Retrospective diagnosis is practised by medical historians, general historians and the media with varying degrees of scholarship. At its worst it may become "little more than a game, with ill-defined rules and little academic credibility." The process often requires "translating between linguistic and conceptual worlds separated by several centuries", and assumes our modern disease concepts and categories are privileged. Crude attempts at retrospective diagnosis fail to be sensitive to historical context, may treat historical and religious records as scientific evidence, or ascribe pathology to behaviours that require none. The understanding of the history of illness can benefit from modern science. For example, knowledge of the insect vectors of malaria and yellow fever can be used to explain the changes in extent of those diseases caused by drainage or urbanisation in historical times.

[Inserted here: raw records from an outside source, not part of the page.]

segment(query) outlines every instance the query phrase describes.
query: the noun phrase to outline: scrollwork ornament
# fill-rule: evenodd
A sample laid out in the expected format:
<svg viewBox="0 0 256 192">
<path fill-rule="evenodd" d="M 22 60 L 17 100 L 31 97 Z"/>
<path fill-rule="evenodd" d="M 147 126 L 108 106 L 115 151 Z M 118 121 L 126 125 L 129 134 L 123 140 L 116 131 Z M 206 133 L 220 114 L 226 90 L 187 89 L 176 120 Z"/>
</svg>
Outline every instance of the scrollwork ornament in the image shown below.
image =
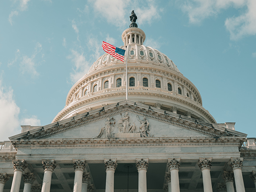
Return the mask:
<svg viewBox="0 0 256 192">
<path fill-rule="evenodd" d="M 75 171 L 79 170 L 83 172 L 86 166 L 86 161 L 84 160 L 80 160 L 80 159 L 73 159 L 73 164 L 74 165 Z"/>
<path fill-rule="evenodd" d="M 104 160 L 104 164 L 105 164 L 106 172 L 110 170 L 115 172 L 116 169 L 117 167 L 116 160 L 113 160 L 110 159 L 109 160 Z"/>
<path fill-rule="evenodd" d="M 228 182 L 234 182 L 234 173 L 231 172 L 223 172 L 222 179 L 226 183 Z"/>
<path fill-rule="evenodd" d="M 249 176 L 253 181 L 253 182 L 256 183 L 256 172 L 253 171 Z"/>
<path fill-rule="evenodd" d="M 167 161 L 168 164 L 168 168 L 169 171 L 171 171 L 173 169 L 176 169 L 178 170 L 180 169 L 180 159 L 169 159 Z"/>
<path fill-rule="evenodd" d="M 30 183 L 32 185 L 35 178 L 33 173 L 27 173 L 23 174 L 23 180 L 24 183 Z"/>
<path fill-rule="evenodd" d="M 5 185 L 9 178 L 10 177 L 7 173 L 0 173 L 0 183 Z"/>
<path fill-rule="evenodd" d="M 236 169 L 242 169 L 243 167 L 243 162 L 244 159 L 241 157 L 232 158 L 230 159 L 228 164 L 231 167 L 233 170 Z"/>
<path fill-rule="evenodd" d="M 57 164 L 54 159 L 52 160 L 49 159 L 42 160 L 42 164 L 43 164 L 44 171 L 50 171 L 52 172 L 57 166 Z"/>
<path fill-rule="evenodd" d="M 148 160 L 144 160 L 141 159 L 140 160 L 136 160 L 136 167 L 138 171 L 141 170 L 145 170 L 146 171 L 148 167 Z"/>
<path fill-rule="evenodd" d="M 90 173 L 83 173 L 83 180 L 82 183 L 83 183 L 89 184 L 90 181 Z"/>
<path fill-rule="evenodd" d="M 14 171 L 20 171 L 23 172 L 26 168 L 27 164 L 23 159 L 19 160 L 17 159 L 17 160 L 12 160 L 12 165 L 13 165 L 13 169 Z"/>
<path fill-rule="evenodd" d="M 211 158 L 201 158 L 198 160 L 198 166 L 202 171 L 204 169 L 210 169 L 212 160 L 212 159 Z"/>
</svg>

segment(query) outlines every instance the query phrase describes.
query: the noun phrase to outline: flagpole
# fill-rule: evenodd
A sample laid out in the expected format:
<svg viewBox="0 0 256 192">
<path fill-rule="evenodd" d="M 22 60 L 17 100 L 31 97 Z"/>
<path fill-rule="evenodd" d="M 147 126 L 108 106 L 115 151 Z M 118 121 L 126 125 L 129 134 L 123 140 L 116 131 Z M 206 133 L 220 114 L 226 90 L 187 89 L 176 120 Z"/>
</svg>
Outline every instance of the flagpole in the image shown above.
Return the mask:
<svg viewBox="0 0 256 192">
<path fill-rule="evenodd" d="M 128 99 L 128 78 L 127 77 L 127 46 L 126 46 L 126 58 L 125 59 L 125 78 L 126 81 L 126 100 Z"/>
</svg>

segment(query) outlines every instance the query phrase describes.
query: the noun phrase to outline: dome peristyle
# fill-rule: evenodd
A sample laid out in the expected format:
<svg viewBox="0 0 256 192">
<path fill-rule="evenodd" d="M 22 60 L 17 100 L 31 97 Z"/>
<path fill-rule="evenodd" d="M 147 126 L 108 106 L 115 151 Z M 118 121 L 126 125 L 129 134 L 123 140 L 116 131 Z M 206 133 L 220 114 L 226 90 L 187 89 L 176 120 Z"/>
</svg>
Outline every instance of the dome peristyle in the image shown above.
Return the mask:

The practice of retrospective diagnosis has been mocked in parody, where characters from fiction are "diagnosed". Squirrel Nutkin may have had Tourette syndrome and Tiny Tim could have suffered from distal renal tubular acidosis (type I).
The term retrospective diagnosis is also sometimes used by a clinical pathologist to describe a medical diagnosis in a person made some time after the original illness has resolved or after death. In such cases, analysis of a physical specimen may yield a confident medical diagnosis. The search for the origin of AIDS has involved posthumous diagnosis of AIDS in people who died decades before the disease was first identified. Another example is where analysis of preserved umbilical cord tissue enables the diagnosis of congenital cytomegalovirus infection in a patient who had later developed a central nervous system disorder.